Un mot encore sur le sort déplorable réservé au personnage de Rosemarie DeWitt, qui s’en va chercher un amant sur le web, lassée d’être délaissée par son époux (Adam Sandler). Jamais le film ne consent à lui accorder un semblant de dignité, elle est mal fagotée, toute fébrile et gonflée de culpabilité. De l’autre côté, Sandler n’est pas arrangé. Faisant appel à un service d’escort-girls, il est dépeint comme un benêt tout embarrassé de lui-même.
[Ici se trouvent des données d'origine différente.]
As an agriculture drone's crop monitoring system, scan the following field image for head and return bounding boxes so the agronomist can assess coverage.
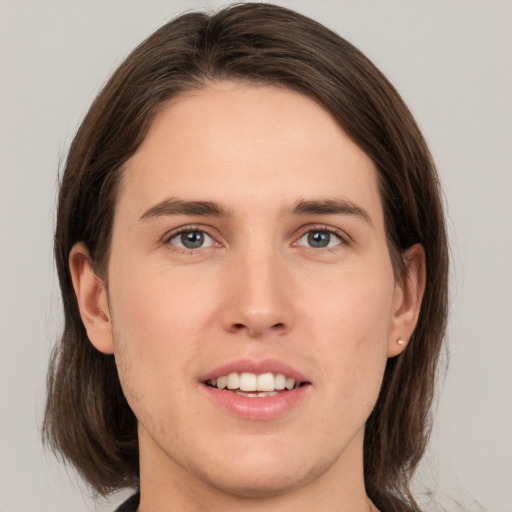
[44,3,448,511]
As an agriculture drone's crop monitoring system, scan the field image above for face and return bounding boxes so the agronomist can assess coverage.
[72,82,419,501]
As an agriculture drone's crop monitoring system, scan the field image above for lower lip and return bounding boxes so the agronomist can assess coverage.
[201,384,311,421]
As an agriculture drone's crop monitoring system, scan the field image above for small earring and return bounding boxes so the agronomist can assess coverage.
[397,338,405,345]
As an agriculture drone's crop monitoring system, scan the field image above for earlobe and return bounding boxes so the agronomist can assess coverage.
[387,244,426,357]
[69,242,114,354]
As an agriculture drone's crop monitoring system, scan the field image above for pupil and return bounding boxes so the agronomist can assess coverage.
[181,231,204,249]
[308,231,330,248]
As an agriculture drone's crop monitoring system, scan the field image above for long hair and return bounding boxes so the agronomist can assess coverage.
[43,4,448,510]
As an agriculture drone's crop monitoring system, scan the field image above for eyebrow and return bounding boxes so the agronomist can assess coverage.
[288,199,374,228]
[139,196,373,227]
[139,197,231,221]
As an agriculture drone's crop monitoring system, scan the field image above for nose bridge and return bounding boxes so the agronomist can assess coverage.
[222,239,293,337]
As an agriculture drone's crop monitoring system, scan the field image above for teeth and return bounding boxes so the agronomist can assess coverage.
[208,372,299,392]
[257,373,275,391]
[217,376,227,389]
[235,390,279,398]
[258,391,278,397]
[285,377,295,390]
[226,372,239,389]
[274,373,286,390]
[239,372,257,391]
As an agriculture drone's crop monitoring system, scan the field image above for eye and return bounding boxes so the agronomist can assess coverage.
[167,230,215,250]
[296,229,343,249]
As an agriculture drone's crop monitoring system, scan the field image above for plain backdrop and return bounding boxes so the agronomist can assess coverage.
[0,1,511,511]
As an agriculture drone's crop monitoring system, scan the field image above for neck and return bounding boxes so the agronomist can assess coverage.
[137,428,376,512]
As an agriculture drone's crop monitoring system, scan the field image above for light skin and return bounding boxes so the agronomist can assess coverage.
[70,82,425,512]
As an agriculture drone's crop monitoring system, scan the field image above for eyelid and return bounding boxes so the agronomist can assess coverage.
[293,224,351,247]
[160,223,350,250]
[161,224,221,247]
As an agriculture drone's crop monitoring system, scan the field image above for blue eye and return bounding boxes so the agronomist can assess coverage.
[169,230,214,249]
[297,230,342,248]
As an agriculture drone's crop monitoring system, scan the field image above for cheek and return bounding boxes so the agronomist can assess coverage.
[110,260,212,346]
[302,259,394,343]
[302,263,394,404]
[107,267,209,414]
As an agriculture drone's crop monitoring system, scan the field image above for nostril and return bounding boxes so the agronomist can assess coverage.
[230,321,287,336]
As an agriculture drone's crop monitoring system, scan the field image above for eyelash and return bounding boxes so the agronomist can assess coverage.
[294,225,349,250]
[163,225,219,252]
[162,224,350,252]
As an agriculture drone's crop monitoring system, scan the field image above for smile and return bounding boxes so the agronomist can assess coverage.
[205,372,302,397]
[200,360,311,419]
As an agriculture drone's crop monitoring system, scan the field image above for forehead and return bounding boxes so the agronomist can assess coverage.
[119,81,382,224]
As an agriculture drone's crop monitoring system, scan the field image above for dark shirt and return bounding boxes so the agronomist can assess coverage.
[114,492,140,512]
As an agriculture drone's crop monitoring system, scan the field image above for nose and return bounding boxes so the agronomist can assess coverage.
[220,248,294,338]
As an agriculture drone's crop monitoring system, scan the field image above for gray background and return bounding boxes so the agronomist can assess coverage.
[0,1,510,511]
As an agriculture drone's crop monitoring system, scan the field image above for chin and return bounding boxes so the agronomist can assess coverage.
[185,439,328,500]
[198,463,314,500]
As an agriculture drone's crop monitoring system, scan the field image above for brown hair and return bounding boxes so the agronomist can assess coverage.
[43,3,448,510]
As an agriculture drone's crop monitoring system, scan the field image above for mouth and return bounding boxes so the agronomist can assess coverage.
[200,359,311,419]
[204,371,307,398]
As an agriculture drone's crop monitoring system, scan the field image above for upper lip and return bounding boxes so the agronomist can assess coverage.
[199,358,310,384]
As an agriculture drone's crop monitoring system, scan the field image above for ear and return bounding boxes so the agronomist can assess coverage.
[69,242,114,354]
[387,243,426,357]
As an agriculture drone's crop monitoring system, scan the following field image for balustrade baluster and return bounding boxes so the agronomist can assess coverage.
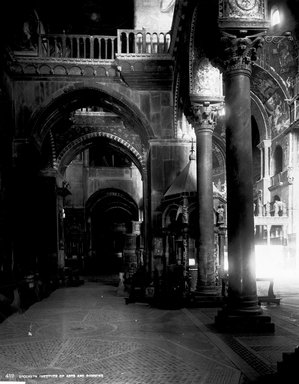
[111,38,115,59]
[76,38,79,58]
[126,33,130,54]
[117,30,121,54]
[62,33,66,57]
[99,39,102,59]
[150,34,153,54]
[69,38,72,58]
[54,38,58,57]
[134,32,138,54]
[105,38,108,59]
[142,31,146,53]
[38,35,43,56]
[34,30,170,60]
[82,37,87,59]
[90,36,94,59]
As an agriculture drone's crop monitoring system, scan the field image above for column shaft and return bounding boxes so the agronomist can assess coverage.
[225,70,260,311]
[195,124,216,291]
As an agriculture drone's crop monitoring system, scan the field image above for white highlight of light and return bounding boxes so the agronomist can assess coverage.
[255,245,284,278]
[271,8,281,26]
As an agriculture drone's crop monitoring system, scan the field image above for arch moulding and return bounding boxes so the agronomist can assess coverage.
[57,131,146,175]
[28,81,155,150]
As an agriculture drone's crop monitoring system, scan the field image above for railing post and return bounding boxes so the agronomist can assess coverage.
[112,38,115,59]
[76,37,79,59]
[142,31,146,53]
[70,37,73,58]
[54,38,58,57]
[117,30,121,54]
[149,34,153,54]
[62,32,66,57]
[90,36,94,59]
[105,38,108,59]
[38,34,43,56]
[126,32,130,54]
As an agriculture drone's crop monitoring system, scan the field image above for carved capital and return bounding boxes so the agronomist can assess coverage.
[186,102,217,134]
[218,32,265,75]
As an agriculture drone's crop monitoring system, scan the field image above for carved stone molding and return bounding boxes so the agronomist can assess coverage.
[56,131,145,172]
[6,55,119,78]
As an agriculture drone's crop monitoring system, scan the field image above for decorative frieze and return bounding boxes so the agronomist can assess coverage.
[6,56,119,77]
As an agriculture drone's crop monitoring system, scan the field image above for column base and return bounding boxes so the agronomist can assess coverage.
[215,311,275,333]
[190,285,223,307]
[215,296,275,333]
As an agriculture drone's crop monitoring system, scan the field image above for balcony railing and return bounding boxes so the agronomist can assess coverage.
[38,34,117,60]
[117,30,171,55]
[36,30,171,60]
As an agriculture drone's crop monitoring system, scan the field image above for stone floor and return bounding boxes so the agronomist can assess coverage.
[0,275,299,384]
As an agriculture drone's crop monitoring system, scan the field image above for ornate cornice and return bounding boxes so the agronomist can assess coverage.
[116,53,172,61]
[4,51,120,77]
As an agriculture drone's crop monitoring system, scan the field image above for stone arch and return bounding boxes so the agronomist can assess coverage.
[86,187,139,219]
[250,92,270,140]
[162,203,180,228]
[28,82,155,150]
[57,132,145,175]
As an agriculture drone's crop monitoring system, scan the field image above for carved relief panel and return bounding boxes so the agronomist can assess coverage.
[219,0,265,19]
[218,0,268,31]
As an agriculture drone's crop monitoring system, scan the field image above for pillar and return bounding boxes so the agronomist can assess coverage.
[189,104,220,296]
[215,34,274,331]
[182,196,189,280]
[38,169,60,279]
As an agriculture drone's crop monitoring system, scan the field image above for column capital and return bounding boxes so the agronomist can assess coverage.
[218,32,265,76]
[186,102,217,135]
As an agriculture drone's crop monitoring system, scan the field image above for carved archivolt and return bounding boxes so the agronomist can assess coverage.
[56,132,145,173]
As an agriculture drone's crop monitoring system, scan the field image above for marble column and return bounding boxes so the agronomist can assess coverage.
[215,35,274,331]
[189,104,219,295]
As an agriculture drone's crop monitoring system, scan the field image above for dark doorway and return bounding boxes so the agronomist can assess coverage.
[87,189,139,276]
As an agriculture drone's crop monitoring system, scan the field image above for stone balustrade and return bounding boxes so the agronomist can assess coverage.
[117,30,171,55]
[254,200,287,217]
[35,30,171,60]
[38,33,117,60]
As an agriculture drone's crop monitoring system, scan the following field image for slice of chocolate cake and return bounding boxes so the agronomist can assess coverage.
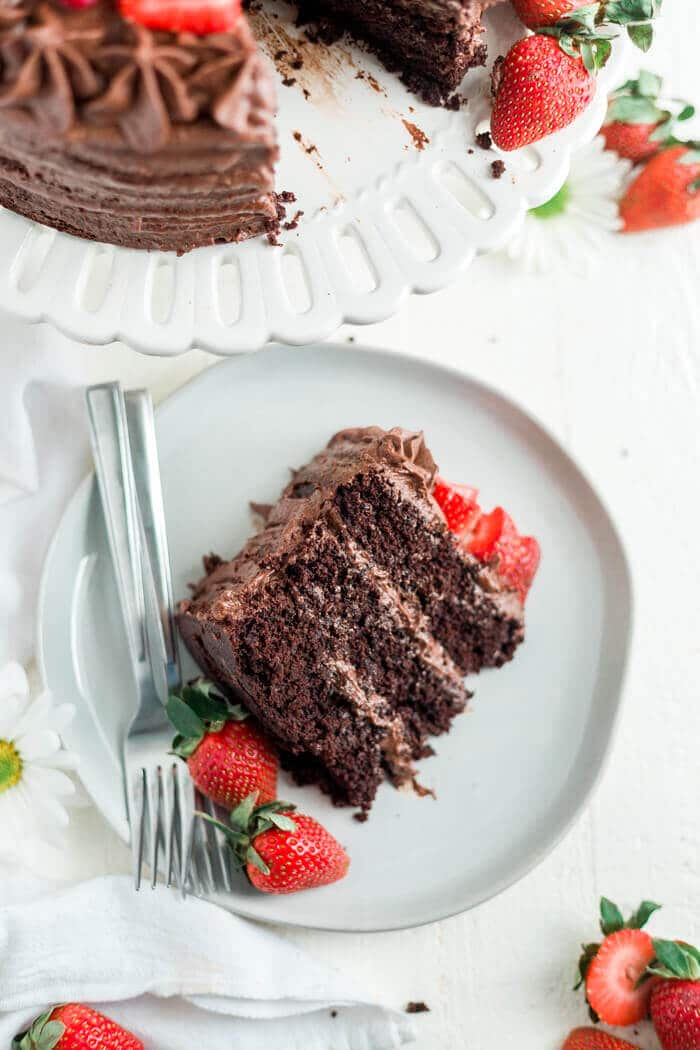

Qu’on se rassure, la morale sera sauve, chacun retrouvera son petit foyer et les fautes de l’un annulent celles de l’autre. « Ne t’en fais pas, chérie, tu m’as trompé mais je t’ai trompée aussi, donc tout va bien », tel sera en substance le discours tenu par le personnage de Sandler. Ouf ! Tout le monde va pouvoir continuer d’être malheureux comme avant, quel soulagement ! puisque l’équivalence des fautes efface tout.
Incapable d’avancer ne serait-ce qu’une idée de cinéma, Men, Women and children possède toutes les caractéristiques formelles d’un cinéma aseptisé, incolore, inodore et sans caractère. Les films de Jason Reitman sont à l’image des zones duty free d’In the air, ou des centres commerciaux où évoluent le week-end les héros de ce nouvel opus. Son horizon formel ne va pas plus loin, c’est le cinéma américain dans sa forme la moins passionnante : voir un film de Reitman ou de ses collègues, c’est comme aller boire un café au Starbucks : pas de surprise, le goût sera toujours le même d’une fois sur l’autre. Pour le cinéphile, c’est déjà scandaleux. C’est pire encore quand de tels objets sont porteurs d’une vision du monde aussi nauséabonde. Reitman s’est sans doute imaginé qu’avec Men, Women and Children, il fournissait un document choc pour les historiens du futur qui voudront savoir comment on vivait au début du XXIe siècle. Ils verront surtout qu’il s’y réalisaient de très mauvais films.